"We're closer now than we've been before," White House spokesman John Kirby said of a hostage agreement.
The Palestinian militant group Hamas took about 240 hostages during its October 7 rampage into Israel that killed 1200 people.
Mirjana Spoljaric, president of the International Committee of the Red Cross (ICRC), met in Qatar on Monday with Hamas leader Ismail Haniyeh to "advance humanitarian issues" related to the conflict, the Geneva-based ICRC said.
She also met separately with Qatari authorities.
The organisation said it was not part of negotiations aimed at releasing the hostages, but as a neutral intermediary it was ready "to facilitate any future release that the parties agree to".
White House spokesman John Kirby says a hostage deal is "closer now than we've been before".
Talk of an imminent hostage deal has been swirling for days.
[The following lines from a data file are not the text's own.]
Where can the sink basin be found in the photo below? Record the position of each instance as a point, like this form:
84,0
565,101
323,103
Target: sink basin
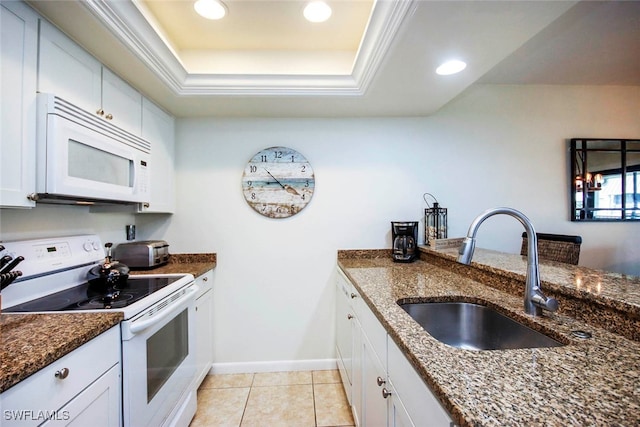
475,327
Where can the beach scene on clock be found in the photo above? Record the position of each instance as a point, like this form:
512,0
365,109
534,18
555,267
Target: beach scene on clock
278,182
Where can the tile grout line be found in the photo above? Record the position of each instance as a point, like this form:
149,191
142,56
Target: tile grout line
246,402
313,396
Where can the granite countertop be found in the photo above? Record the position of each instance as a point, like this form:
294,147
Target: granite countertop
32,341
29,342
585,382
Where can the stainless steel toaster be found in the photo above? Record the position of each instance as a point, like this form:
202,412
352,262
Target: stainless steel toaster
143,254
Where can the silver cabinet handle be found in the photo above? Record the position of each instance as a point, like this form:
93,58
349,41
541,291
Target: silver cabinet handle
62,373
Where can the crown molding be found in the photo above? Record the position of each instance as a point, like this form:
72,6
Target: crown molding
127,22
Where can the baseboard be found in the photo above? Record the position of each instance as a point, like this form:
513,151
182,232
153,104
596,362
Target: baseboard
273,366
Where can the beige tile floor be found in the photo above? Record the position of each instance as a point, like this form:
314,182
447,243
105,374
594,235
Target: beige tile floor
287,399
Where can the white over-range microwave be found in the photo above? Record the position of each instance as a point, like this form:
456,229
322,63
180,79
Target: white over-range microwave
83,159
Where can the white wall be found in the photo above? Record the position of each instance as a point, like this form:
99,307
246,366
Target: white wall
493,146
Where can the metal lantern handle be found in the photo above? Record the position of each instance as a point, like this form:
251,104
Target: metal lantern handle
435,221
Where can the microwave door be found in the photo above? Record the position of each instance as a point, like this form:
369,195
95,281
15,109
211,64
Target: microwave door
85,163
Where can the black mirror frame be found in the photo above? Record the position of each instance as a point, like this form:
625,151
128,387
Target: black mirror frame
579,173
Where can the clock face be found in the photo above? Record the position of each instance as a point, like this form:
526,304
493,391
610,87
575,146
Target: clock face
278,182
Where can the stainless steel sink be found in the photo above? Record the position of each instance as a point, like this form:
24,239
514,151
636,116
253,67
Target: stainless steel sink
475,327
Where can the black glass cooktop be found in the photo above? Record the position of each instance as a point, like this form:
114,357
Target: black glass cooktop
85,297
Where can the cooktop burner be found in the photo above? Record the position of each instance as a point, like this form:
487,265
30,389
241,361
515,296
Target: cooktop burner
84,297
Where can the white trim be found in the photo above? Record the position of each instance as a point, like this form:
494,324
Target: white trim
273,366
128,24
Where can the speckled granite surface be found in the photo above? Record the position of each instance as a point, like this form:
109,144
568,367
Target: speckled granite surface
196,264
584,383
29,342
600,298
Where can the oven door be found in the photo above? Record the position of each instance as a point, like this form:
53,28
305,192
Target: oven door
158,362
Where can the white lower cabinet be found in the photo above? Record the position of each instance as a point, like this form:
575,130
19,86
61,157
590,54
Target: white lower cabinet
204,326
374,379
385,389
344,335
420,403
81,388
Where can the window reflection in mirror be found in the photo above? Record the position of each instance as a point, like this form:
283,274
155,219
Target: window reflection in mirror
605,179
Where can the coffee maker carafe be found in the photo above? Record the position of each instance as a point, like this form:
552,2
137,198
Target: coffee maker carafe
404,236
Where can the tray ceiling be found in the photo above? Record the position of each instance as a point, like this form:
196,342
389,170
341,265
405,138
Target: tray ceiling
372,58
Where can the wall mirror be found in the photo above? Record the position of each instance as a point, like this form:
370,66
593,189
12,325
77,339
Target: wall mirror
605,176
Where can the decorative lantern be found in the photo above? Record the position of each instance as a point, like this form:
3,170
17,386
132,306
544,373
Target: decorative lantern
435,221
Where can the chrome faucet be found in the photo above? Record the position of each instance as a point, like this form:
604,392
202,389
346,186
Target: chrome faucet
534,299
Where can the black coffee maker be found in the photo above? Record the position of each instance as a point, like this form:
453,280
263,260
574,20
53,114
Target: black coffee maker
404,236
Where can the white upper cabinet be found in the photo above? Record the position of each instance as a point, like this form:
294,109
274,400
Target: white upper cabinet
68,71
159,128
71,73
19,50
121,103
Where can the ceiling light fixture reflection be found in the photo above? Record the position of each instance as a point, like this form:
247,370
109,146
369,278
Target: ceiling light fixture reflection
210,9
317,11
451,67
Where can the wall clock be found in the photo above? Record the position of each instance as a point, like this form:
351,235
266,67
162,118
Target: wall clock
278,182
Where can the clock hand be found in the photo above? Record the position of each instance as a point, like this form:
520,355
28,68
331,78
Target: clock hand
291,190
275,179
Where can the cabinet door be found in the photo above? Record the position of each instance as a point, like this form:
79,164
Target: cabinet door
43,395
204,327
158,128
121,103
374,406
416,397
97,406
398,414
19,50
344,334
68,71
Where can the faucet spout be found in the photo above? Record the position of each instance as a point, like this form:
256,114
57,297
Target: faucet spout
534,299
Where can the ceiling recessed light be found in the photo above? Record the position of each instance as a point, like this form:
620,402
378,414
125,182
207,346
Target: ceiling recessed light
317,11
210,9
451,67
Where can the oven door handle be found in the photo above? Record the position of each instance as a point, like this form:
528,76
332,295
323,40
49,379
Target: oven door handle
144,324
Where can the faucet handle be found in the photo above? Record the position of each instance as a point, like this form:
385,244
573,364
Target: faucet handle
550,304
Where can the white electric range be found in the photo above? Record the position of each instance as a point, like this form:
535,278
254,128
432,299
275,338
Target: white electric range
158,363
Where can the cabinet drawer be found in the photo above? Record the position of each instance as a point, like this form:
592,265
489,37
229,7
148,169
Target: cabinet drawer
43,392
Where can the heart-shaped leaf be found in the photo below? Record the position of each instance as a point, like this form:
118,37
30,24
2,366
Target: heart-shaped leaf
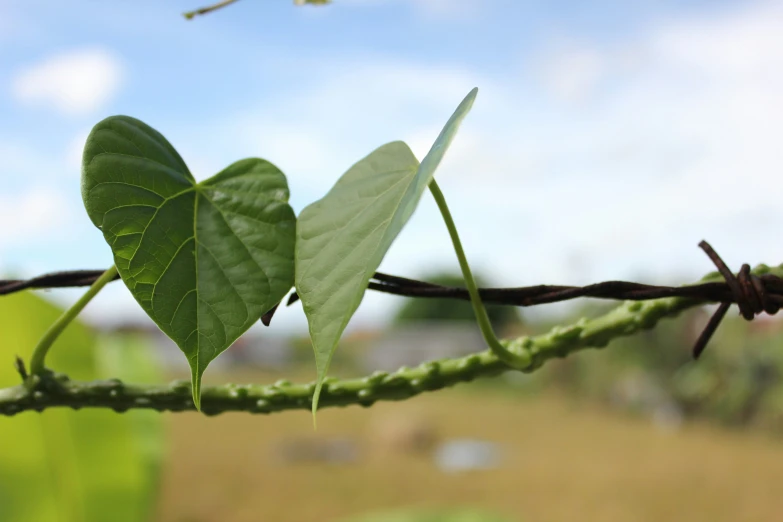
342,238
205,260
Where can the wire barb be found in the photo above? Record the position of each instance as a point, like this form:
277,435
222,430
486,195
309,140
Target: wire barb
748,292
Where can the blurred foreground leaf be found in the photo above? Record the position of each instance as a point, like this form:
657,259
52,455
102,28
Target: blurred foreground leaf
66,466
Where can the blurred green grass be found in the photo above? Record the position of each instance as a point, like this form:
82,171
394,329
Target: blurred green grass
563,459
Reuters reported last week that Qatari mediators had been seeking a deal for Hamas and Israel to exchange 50 hostages in return for a three-day ceasefire that would boost emergency aid shipments to Gaza civilians, citing an official briefed on the talks.
Israeli Ambassador to the United States Michael Herzog said on ABC's This Week on Sunday that he hoped for an agreement "in the coming days", while Qatar's Prime Minister Sheikh Mohammed Bin Abdulrahman al-Thani said the remaining sticking points were "very minor".
The two sides have appeared close before.
"We really need to adhere to the mantra that nothing is agreed until everything is agreed," White House deputy national security adviser Jon Finer told NBC's Meet the Press program on Sunday.
"Sensitive negotiations like this can fall apart at the last minute," Finer said.
Relatives of some of the people held by Hamas in Gaza urged far-right Israeli MPs on Monday not to pursue proposed capital punishment for captured Palestinian militants, saying that even talk of doing so might endanger the hostages.
Israel has ordered the evacuation of the north but thousands of civilians remain.
Hamas' raid on October 7, the deadliest day in Israel's 75-year-old history, prompted Israel to invade the Palestinian territory to target Hamas.
Since then, Gaza's Hamas-run government said at least 13,300 Palestinians have been killed, including at least 5600 children and 3550 women, by unrelenting Israeli bombardment.
Hamas said on its Telegram account on Monday that it had launched a barrage of missiles towards Tel Aviv.
Witnesses also reported rockets being fired at central Israel.
At the Indonesian Hospital, funded by Jakarta, Gaza's health ministry said on Monday that at least 12 Palestinians were killed and dozens wounded by firing into the complex encircled by Israeli tanks.
Health officials said 700 patients along with staff were under Israeli fire.
The Palestinian news agency WAFA said the facility in the northeast Gaza town of Beit Lahia had been hit by artillery rounds.
Hospital staff denied there were any armed militants on the premises.
Twenty-eight prematurely born babies were taken from Al Shifa hospital to Egypt for treatment.
World Health Organisation chief Tedros Adhanom Ghebreyesus said he was "appalled" by the attack that he too said had killed 12 people, including patients, citing unspecified reports.
The Israeli Defence Forces said troops had fired back at fighters in the hospital while taking "numerous measures to minimise harm" to non-combatants.
Like all other health facilities in the northern half of Gaza, the Indonesian Hospital has largely ceased operations but is still sheltering patients, staff and displaced residents.
Twenty-eight prematurely born babies evacuated from Gaza's biggest hospital, Al Shifa, were taken into Egypt for urgent treatment on Monday.
Israeli forces seized Shifa last week to search for what they said was a tunnel network belonging to Hamas Islamists built underneath.
Hundreds of patients, medical staff and displaced people left Shifa at the weekend, with doctors saying they were ejected by troops and Israel saying the departures were voluntary.
The United Nations says two-thirds of Gaza's 2.3 million people have been made homeless.
"We are witnessing a killing of civilians that is unparalleled and unprecedented in any conflict since I am Secretary-General," UN chief Antonio Guterres, who took office in January 2017, told reporters.